Pioneer Electronics, a cable set-top box company, celebrated its historic past and previewed its future last week at the Western Show in Anaheim, Calif.

For the future, the company introduced its new Voyager 3510HD high- definition set-top box that enables cable subscribers to decode a variety of the HDTV formats. Working with analog, digital, and HDTV broadcasts. the Voyager 3510HD offers aspect ratio control, graphics over HD video, DVI (HDCP) and a host of other connections, flexible memory configurations up to 32 MB of SDRAM memory and a built-in ATSC (Advanced Television Systems Committee) digital decoder.

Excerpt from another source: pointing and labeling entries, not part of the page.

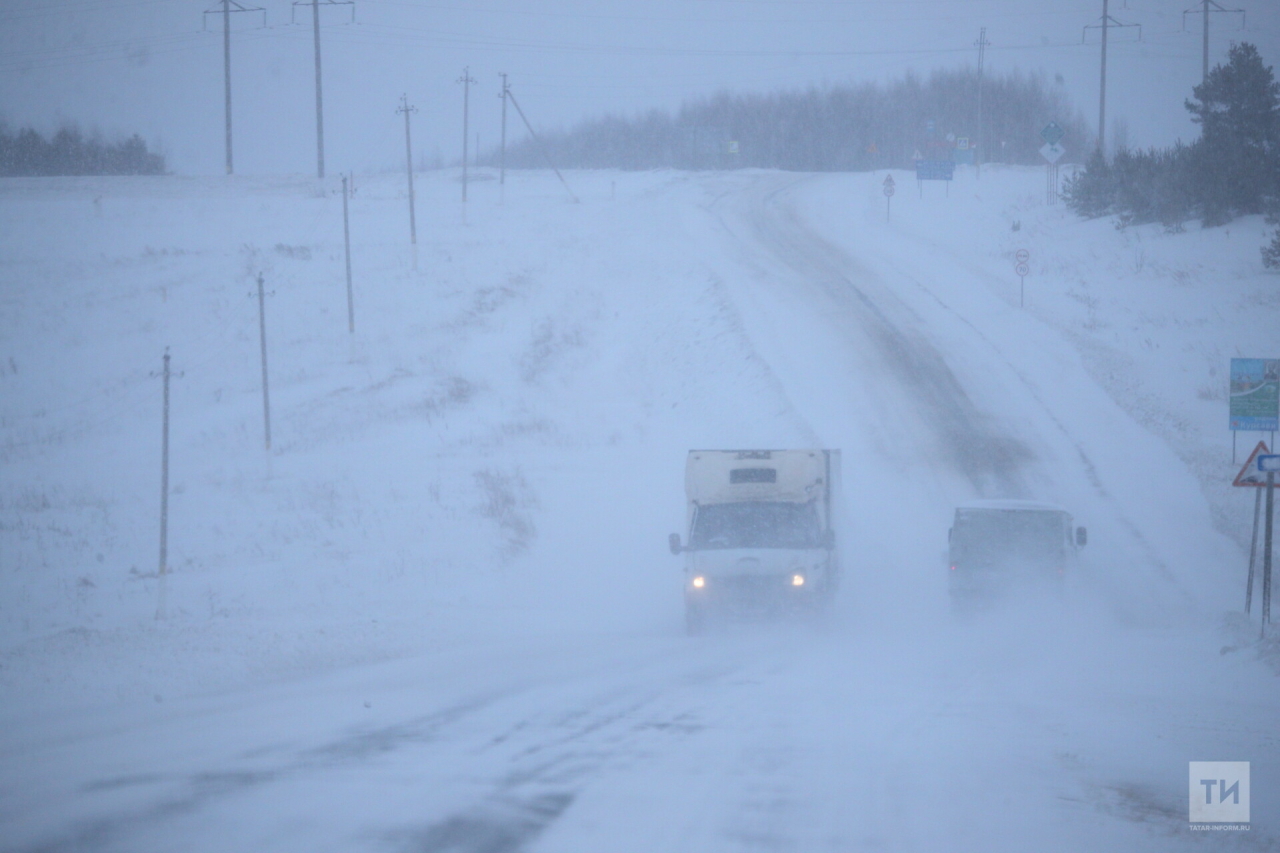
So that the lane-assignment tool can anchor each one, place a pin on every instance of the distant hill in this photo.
(71, 153)
(836, 128)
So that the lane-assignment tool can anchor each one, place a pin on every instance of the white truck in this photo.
(999, 547)
(762, 532)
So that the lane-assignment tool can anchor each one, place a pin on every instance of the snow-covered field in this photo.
(439, 612)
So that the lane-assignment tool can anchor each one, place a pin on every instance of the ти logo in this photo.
(1219, 792)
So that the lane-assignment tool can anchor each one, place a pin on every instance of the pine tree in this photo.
(1092, 191)
(1237, 160)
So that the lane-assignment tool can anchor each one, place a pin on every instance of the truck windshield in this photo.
(1008, 537)
(757, 525)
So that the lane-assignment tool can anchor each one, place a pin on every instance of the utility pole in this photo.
(346, 242)
(502, 147)
(1102, 86)
(1106, 23)
(466, 80)
(408, 164)
(227, 60)
(539, 144)
(164, 474)
(261, 331)
(1208, 7)
(315, 27)
(982, 51)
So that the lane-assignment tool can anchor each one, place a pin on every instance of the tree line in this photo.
(69, 153)
(833, 128)
(1233, 169)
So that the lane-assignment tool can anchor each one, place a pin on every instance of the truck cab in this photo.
(760, 536)
(997, 547)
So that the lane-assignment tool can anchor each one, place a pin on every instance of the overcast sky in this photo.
(149, 67)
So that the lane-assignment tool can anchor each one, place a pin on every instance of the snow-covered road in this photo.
(1060, 725)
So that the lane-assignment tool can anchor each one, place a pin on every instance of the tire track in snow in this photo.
(991, 460)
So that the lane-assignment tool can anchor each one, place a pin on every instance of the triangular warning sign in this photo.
(1249, 474)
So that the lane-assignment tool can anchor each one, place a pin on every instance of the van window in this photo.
(1001, 537)
(755, 525)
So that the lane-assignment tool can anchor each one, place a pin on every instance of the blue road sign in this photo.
(1255, 395)
(935, 169)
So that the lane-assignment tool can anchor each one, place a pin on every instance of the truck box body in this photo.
(760, 529)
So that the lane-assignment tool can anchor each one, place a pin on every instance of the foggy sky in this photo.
(149, 67)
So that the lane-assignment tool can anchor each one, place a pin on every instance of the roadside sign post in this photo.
(1255, 397)
(1249, 477)
(1052, 133)
(935, 170)
(1269, 463)
(1023, 270)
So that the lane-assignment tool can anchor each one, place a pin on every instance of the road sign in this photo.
(1052, 151)
(1255, 395)
(935, 169)
(1052, 133)
(1251, 473)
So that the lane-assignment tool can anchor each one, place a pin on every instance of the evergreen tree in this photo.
(1091, 192)
(1237, 160)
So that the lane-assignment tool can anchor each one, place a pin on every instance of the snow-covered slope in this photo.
(487, 469)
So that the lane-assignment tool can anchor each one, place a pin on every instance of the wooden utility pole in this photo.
(164, 474)
(1106, 23)
(1207, 8)
(408, 167)
(1102, 86)
(502, 145)
(539, 142)
(982, 51)
(261, 331)
(315, 27)
(225, 12)
(346, 242)
(466, 80)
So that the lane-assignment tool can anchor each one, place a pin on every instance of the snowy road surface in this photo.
(1047, 725)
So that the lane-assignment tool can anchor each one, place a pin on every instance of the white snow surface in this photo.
(439, 612)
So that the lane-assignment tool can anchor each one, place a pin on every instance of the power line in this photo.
(1206, 10)
(466, 80)
(315, 27)
(227, 62)
(1106, 23)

The unit has video outputs that can pass native 1080i signals (1,080 lines of resolution) to a video display, or down-convert those signals based on display limitations.

Pioneer also used the cable show to celebrate the 25th anniversary of Qube, the cable industry's first deployed interactive set-top box.

More than a quarter century ago, Warner Communications commissioned Pioneer to design and build the world's first commercial interactive TV service, which opened for business on December 1, 1977 in Columbus, Ohio.

Initially operated out of a remodeled appliance store, Qube offered a then unprecedented 30 channels of television divided equally between 10 broadcast TV channels, 10 premium and pay-per-view channels and 10 channels with original interactive programming.

The idea for Qube came from Steve Ross, president of Warner Communications, who was staying at the Otani Hotel in Tokyo in 1975. He'd been impressed by the hotel's closed circuit interactive TV system, which had been built by Pioneer Electronics in Japan, so he asked Pioneer to develop a similar system for cable in the United States.

Pioneer was responsible for turning Ross' vision of interactive television into a technical reality. It became the company's entry into the cable TV business.